St Rose was a huge part of my high school experience, and also a huge part of helping me really find myself. Or at least, part of myself. St Rose was the first place in my life that I finally felt like I belonged. That I wasn’t the loser, or the outcast, or the ‘new girl’. It was the first place that I felt I was accepted for being me, and I never had to be anyone else. And like I said, it truly felt like my second home. Even when I went off to college, for the first couple of years, I would joke that it wasn’t a trip home unless I went to St Rose. But, as I started to discover more of myself at college, St Rose started to feel less and less like home, and more and more like foreign territory. It wasn’t until I figured out that I was gay, and that St Rose was unique in its welcoming nature, that I really figured out why St Rose was starting to feel less like home. Once I figured out I was gay, I realized that I was an outsider at the one place I felt accepted and safe. None of my friends from home were gay, and none of my friends at college understood my connection to St Rose. Not only did I feel alone, I felt abandoned. Abandoned by the one place I thought would always be there for me. And without a religious support system outside of St Rose, I felt like I had no where to turn but away.

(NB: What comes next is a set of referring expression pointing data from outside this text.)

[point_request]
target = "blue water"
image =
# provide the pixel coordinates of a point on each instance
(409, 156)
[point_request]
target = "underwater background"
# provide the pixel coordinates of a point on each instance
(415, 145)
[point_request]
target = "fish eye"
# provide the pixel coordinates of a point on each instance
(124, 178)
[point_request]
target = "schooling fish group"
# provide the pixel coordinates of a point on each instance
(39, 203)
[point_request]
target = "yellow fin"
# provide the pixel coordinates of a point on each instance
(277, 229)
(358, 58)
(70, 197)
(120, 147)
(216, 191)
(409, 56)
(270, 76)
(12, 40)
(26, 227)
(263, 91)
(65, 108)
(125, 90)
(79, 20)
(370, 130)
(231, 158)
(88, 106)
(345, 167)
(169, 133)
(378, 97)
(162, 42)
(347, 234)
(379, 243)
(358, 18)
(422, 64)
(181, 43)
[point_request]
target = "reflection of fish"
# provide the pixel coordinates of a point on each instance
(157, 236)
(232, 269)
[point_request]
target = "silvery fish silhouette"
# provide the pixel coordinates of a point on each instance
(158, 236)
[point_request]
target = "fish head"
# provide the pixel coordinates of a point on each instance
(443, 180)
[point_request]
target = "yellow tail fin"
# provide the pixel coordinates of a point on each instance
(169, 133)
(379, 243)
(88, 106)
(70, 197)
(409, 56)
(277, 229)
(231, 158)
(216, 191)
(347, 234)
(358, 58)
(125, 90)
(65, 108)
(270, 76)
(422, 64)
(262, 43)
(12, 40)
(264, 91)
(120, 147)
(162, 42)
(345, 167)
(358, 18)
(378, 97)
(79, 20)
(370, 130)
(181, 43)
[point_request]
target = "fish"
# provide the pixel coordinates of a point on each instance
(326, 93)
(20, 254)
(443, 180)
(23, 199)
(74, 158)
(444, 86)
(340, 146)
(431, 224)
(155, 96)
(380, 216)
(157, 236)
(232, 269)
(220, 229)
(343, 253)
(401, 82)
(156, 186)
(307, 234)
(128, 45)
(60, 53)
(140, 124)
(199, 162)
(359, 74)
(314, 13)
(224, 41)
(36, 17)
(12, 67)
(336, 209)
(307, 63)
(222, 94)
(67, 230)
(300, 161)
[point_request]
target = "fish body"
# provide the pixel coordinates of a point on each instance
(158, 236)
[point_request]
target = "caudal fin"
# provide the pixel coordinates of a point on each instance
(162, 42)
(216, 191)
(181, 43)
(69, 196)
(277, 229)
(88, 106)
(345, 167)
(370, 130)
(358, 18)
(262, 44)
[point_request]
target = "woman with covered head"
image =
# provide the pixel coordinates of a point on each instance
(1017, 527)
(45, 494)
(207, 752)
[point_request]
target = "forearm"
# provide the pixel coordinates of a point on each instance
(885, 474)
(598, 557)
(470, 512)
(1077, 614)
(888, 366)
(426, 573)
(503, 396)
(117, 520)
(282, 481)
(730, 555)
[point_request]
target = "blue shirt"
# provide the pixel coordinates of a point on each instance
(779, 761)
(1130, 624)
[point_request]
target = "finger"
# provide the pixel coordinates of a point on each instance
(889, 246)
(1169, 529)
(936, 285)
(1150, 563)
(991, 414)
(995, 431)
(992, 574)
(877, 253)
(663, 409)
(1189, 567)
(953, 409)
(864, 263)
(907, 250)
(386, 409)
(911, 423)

So I turned away from my affiliation with religion and replaced all the love and pride I felt for being Christian with bitterness, shame, and sarcasm. I started to join my friends at college when they made fun of religious people, even though on the inside I felt like I was making fun of myself. Once I graduated from college, these feelings didn’t go away. I desperately wanted to find a community that would accept both my relationship with God and my desire for a relationship with a woman. I moved around a lot, and not only did I move to places that had no gay community, but also I never made friends with people who were religious. So I was constantly struggling between these two aspects of myself. I still maintained contact with my friends from St Rose, but they all stopped going to church either during college or afterwards for a variety of reasons. So our once yearly get togethers were the only time I was around people who accepted my relationship with God and understood it.

And then, about two years ago, I moved to Boston. And a week after moving my roommate from college was killed in a car accident overseas. I was grateful that I still had a relationship with God, but now more than ever I desperately needed a community to support me and help me cope with my grief, but was unwilling to admit that to myself. I started to withdraw into myself and not talk to anyone because I knew they wouldn’t understand. The only times I really interacted with people was at my job, and it was through that I met Mark. He would casually bring up his church every so often at work, and my initial knee-jerk reaction was, I don’t want to hear about church. I don’t need it, and don’t want to experience that abandonment I felt before. But Mark kept bringing it up. And how great everyone there was, and how open and welcoming his church was. And then he mentioned that his pastor’s name was Tiffany, and I started listening a little more. Growing up Catholic, I always wondered why women couldn’t preach, so hearing of a female preacher was intriguing to me and eventually Mark convinced me to come with him to a Cambridge Welcoming service. And from that first service I knew I had found my community. One that accepted me for who I am, and one that not only understood my relationship with God, but encourages me to strengthen that relationship, and understands when that relationship gets strained sometimes. Cambridge Welcoming opened my eyes events like Pride and other gay communities in Somerville and Boston. Pride was the first opportunity I had to publicly reconcile two previously disconnected aspects of myself, being gay and being Christian. For the first time I was part of a gay Christian community.

I started my journey similar to the colors at the beginning, very separated and lonely and angry and hurt, but through God’s love found a community where I can feel whole again. I am proud again. Not only of being a Lesbian, but also of being Christian. I watched a movie recently and the opening line was “A lot of people ask me when I first knew I was gay. Fact is, I don't know. But what I do remember, what I can recall, is when I first realized it was Okay: It was when I met these guys. My friends.” This community helped me realize that it was Okay. And are not only my friends, but my family. And I am forever grateful for that.